It's a time full of contradictions. On one hand, I am "unfettered." Meaning there are really no things that keep me from doing what I feel the Lord tells me to do. "Foot loose and Fancy free" as they used to say. Kind of an interesting time to live in... to think about anyway. No one to ask permission from. No one to check in with. Cool, right? sure in some sense, but also it means that there is no one there to ask things of. no one there to discuss things with. Kinda works both ways, at least right now.
The wonderful thing that I have been offered t be adopted...well asked to join a church I have been attending here. The pastor sat across the table from me at Starucks and said "You need a family." And he is so right. I DO need a family... close. A family I can lean on and trust and dry with. I don't know actually if they know all they bargained for ... yet, but its nice.

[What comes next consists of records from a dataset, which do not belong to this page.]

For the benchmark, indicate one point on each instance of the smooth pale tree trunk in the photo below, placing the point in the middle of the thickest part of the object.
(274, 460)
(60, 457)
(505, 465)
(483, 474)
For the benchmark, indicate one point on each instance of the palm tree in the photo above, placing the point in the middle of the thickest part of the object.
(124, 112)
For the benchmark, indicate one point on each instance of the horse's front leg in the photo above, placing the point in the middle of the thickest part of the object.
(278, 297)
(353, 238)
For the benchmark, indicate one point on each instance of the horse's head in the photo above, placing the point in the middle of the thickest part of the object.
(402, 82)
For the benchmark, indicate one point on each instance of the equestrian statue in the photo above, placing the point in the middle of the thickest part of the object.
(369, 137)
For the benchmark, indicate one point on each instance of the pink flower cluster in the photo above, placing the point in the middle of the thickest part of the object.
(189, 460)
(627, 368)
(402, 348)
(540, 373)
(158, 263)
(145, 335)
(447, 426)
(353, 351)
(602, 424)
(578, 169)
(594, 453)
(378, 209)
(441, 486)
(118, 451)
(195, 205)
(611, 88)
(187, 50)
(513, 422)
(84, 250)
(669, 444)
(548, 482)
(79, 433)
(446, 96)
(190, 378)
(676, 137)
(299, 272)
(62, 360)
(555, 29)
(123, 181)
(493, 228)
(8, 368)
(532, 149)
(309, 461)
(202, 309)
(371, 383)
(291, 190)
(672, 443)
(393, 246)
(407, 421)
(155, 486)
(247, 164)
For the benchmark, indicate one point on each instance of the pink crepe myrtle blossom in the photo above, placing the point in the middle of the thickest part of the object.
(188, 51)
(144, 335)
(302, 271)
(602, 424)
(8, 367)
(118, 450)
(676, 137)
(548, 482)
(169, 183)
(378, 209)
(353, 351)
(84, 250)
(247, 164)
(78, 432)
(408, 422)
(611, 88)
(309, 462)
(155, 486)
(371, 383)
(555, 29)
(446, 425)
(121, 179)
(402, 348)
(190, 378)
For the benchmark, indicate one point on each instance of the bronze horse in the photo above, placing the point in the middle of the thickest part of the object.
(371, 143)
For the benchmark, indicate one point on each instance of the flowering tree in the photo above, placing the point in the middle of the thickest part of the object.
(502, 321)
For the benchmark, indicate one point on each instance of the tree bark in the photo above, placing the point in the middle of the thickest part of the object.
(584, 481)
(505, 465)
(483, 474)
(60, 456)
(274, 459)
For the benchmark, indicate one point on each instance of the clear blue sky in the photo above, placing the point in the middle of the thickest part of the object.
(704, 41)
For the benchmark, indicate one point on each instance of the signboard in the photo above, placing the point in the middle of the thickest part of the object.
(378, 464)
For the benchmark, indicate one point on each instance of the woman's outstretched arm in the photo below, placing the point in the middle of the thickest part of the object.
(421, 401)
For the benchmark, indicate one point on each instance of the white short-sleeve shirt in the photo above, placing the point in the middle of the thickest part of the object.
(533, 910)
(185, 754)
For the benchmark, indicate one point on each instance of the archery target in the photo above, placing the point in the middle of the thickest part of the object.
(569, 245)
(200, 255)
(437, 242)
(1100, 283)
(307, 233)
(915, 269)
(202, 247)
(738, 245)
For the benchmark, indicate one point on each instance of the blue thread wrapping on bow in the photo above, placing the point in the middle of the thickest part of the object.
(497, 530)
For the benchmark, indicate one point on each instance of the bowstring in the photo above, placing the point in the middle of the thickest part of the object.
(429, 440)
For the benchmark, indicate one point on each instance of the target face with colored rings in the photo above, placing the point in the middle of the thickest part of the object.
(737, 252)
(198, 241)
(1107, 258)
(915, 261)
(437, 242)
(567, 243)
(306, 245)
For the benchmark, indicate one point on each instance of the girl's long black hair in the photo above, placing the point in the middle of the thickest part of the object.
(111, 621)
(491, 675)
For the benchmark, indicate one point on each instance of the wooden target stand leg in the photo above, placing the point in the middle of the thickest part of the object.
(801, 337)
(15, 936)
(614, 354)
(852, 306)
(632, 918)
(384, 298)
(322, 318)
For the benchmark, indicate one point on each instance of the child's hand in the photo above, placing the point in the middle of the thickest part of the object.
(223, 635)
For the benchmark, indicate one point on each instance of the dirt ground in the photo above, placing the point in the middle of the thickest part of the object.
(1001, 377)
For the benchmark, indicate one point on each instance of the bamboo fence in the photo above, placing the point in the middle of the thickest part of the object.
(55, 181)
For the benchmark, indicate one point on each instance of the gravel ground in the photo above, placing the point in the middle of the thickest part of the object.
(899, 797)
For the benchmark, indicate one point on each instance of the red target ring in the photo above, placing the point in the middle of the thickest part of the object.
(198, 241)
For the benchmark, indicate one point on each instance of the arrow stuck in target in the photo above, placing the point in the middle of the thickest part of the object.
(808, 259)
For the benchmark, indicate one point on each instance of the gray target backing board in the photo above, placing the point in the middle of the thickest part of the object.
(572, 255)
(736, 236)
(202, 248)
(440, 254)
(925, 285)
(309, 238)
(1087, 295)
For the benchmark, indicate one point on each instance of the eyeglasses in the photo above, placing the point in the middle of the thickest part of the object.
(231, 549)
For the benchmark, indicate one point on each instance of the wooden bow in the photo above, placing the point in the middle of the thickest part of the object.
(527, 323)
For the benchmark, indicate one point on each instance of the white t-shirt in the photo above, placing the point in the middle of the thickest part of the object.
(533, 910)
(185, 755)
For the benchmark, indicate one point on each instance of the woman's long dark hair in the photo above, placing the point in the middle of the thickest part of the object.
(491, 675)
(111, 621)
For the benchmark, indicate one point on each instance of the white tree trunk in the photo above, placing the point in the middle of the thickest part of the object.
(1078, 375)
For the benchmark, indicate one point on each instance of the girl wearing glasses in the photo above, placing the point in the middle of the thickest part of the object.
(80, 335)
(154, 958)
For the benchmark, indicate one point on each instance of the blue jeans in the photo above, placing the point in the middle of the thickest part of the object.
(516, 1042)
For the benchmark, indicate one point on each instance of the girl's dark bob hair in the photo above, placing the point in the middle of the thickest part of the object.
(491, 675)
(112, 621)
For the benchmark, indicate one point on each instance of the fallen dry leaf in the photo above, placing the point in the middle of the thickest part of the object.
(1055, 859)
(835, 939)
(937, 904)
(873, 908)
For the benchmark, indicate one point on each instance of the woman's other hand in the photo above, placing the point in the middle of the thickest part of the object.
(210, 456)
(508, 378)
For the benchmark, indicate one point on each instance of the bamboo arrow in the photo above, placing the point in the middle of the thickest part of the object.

So the midnight grief monster struck tonight.... but there is also the trying to figure out how to function well as the "footloose ad fancy free old guy." And wondering how all the pieces for Brazil are going to come together. Soooooo many things to get ready.. my website... you know how long it takes to learn a new system????? Believe me a lot of time.
So I am getting sleepy again, I hope that portends better things ahead. At least in the rest department. I also realized this week, I dress like an old dad... or something... I need help getting up to date.
I like it, it's fun. I'm up for fun... then there are those times after pushing myself for so long... it has to come out somewhere, and here on my bed at 1:00 am is as good as any.